The law is clear and the opinion is questionable. It would have been better for legislators to have practiced some restraint and kept some money in reserve in case that opinion was challenged.

Unfortunately, legislators, led by Democratic majorities, did not.

The money from the income tax cut is not a huge part of the budget. It would have let residents save around $500 million for the upcoming fiscal year, just 1.1 percent of the budget.

Yet legislators budgeted to spend that extra money instead of setting it aside.

Saving this money should have been a priority for state legislators. But they prioritized other things.

Even before the budget was approved, lawmakers had already authorized $2.9 billion in new business subsidies.

These are ineffective at creating jobs, an unfair and expensive way to do business. Yet subsidies got a much higher priority from legislators than letting people keep more of their own money.
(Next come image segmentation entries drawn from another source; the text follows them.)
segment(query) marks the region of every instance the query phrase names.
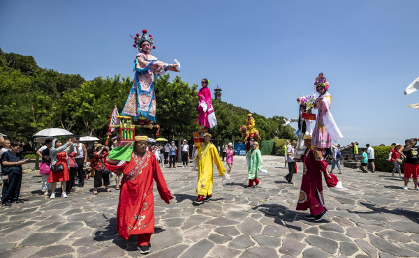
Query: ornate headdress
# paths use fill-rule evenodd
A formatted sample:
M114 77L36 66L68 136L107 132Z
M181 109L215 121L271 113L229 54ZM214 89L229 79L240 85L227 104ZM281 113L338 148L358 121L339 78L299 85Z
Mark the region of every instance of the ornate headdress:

Rather than letting people keep more of what they earn, legislators chose to spend money in their districts. Legislators may have set a new record for pork.

There is $1.5 billion in spending directed to particular projects in the budget.

The problem with district projects is that they are explicitly about benefiting a legislator’s district rather than the public as a whole. Lawmakers could set up grant programs for infrastructure or for local government buildings, or for any of the pork-barrel spending in the budget. They could establish criteria and have people apply for grants, with administrators selecting the best proposals for funding. Pork spending isn’t that. It’s an explicit reward based on political preferences, not established criteria.

Much of this spending goes to local governments who can already build these projects if they choose. The nonprofits that got funding in the budget ought to raise funds from voluntary supporters instead of taxpayers.

Budgets are statements of priorities. Business subsidies and district projects are a much bigger priority to state legislators than letting people keep more of their own money.

They also received higher priority than keeping state and local roads in good working order. There’s less road funding in this budget from the road-funding governor, and this time Whitmer can’t blame Republicans for not giving her what she wanted. There was plenty of money for other priorities, but not for roads.

Legislators shouldn’t spend every dollar that they have available, let alone more than they’re entitled to. Practicing restraint pays dividends. It allows legislators to be flexible in case new needs arise or emergencies happen.

Spending less on current services can also free up cash to pay down the state’s debts.

Lawmakers accidentally made public school employees the state’s largest creditors, and this is bad for teachers and taxpayers alike.

Restraint keeps the budget from growing to unsustainable levels.

And unfortunately, restraint is a virtue that was not practiced in the first budget approved by the state’s new Democratic majority legislators.

James M. Hohman is the Director of Fiscal Policy for the Mackinac Center for Policy. This editorial originally ran on the Mackinac Center’s website on July 27, 2023.